Texas is home to 53 federal Superfund sites that have been placed on the National Priorities List. A Superfund site is any land in the United States that has been contaminated by hazardous waste and identified by the United States Environmental Protection Agency as a candidate for cleanup because it poses a risk to human health and the environment.
"Of the 13 federal Superfund sites flooded by Hurricane Harvey, federal officials have not yet inspected eight of those sites," said Kara Cook-Schultz, toxics program director for TexPIRG, a group that advocates for consumer safety. "Also, the Environmental Protection Agency has not officially cleared the sites that have been visually inspected," he said.
Cook-Schultz took issue with Texas Governor Greg Abbott's comments that state and federal inspections of hazardous waste sites and landfills in the Houston area had found no evidence so far of any leakage.

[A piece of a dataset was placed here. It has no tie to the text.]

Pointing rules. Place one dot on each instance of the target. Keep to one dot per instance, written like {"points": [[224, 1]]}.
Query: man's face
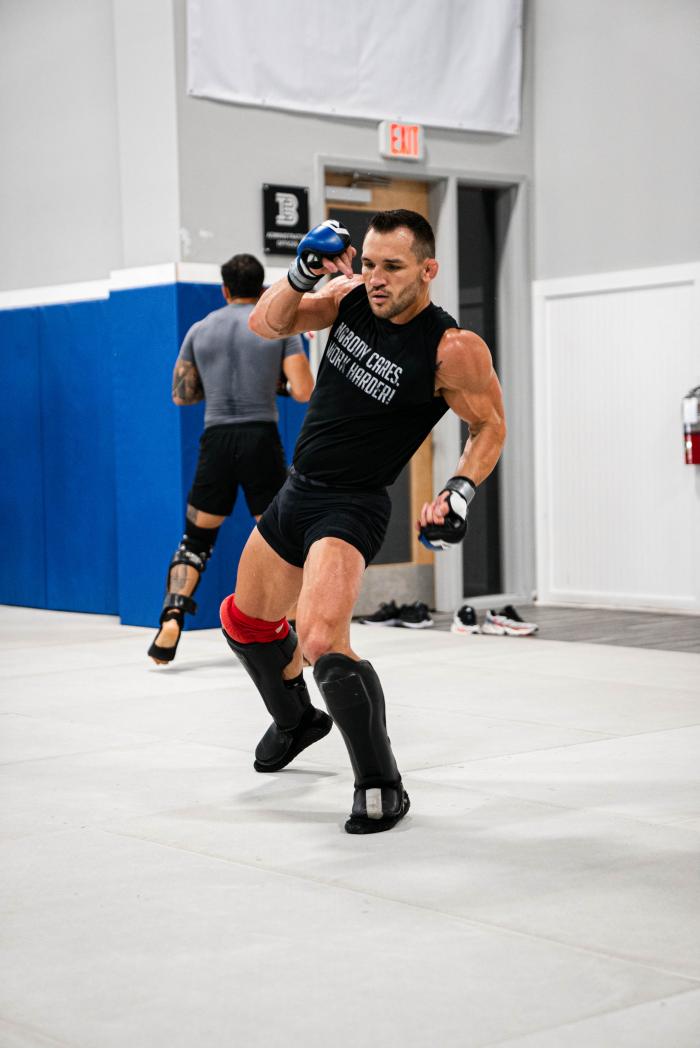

Of the 13 Superfund sites of concern, two stand out and need immediate testing of nearby areas, according to TexPIRG. The San Jacinto Waste Pits, located on the San Jacinto River, holds toxic sludge deposited at the site from a nearby paper mill in the 1960s. The site contains dioxin, a known carcinogen.
And the Highlands Acid Pits in Harris County contains unknown toxic sludge from oil and gas that includes sulfuric acid, which causes breathing problems and can kill fish and other animals. Due to the sandy nature of the soil, the toxic waste has previously spread to at least one nearby aquifer.
Jim Blackburn, professor in the practice of environmental law at Rice University in Houston, points to climate change as the reason for the more intense hurricanes.
"Tropical Storm Harvey went from a tropical cyclone overnight almost to a Category 4 storm, and that was because of the heat of the Gulf of Mexico," he said, "Hurricanes and tropical storms are fed by the heat of the oceans. The Gulf of Mexico is one of the hottest water bodies in the world."
"Our storms are getting fed more heat and there's going to be stronger storms because of that," Blackburn said.
"It's hard to predict which storms, it's hard to predict where, it's hard to say that any one storm was a climate-related storm, but the pattern is clear. They're getting more serious," he said.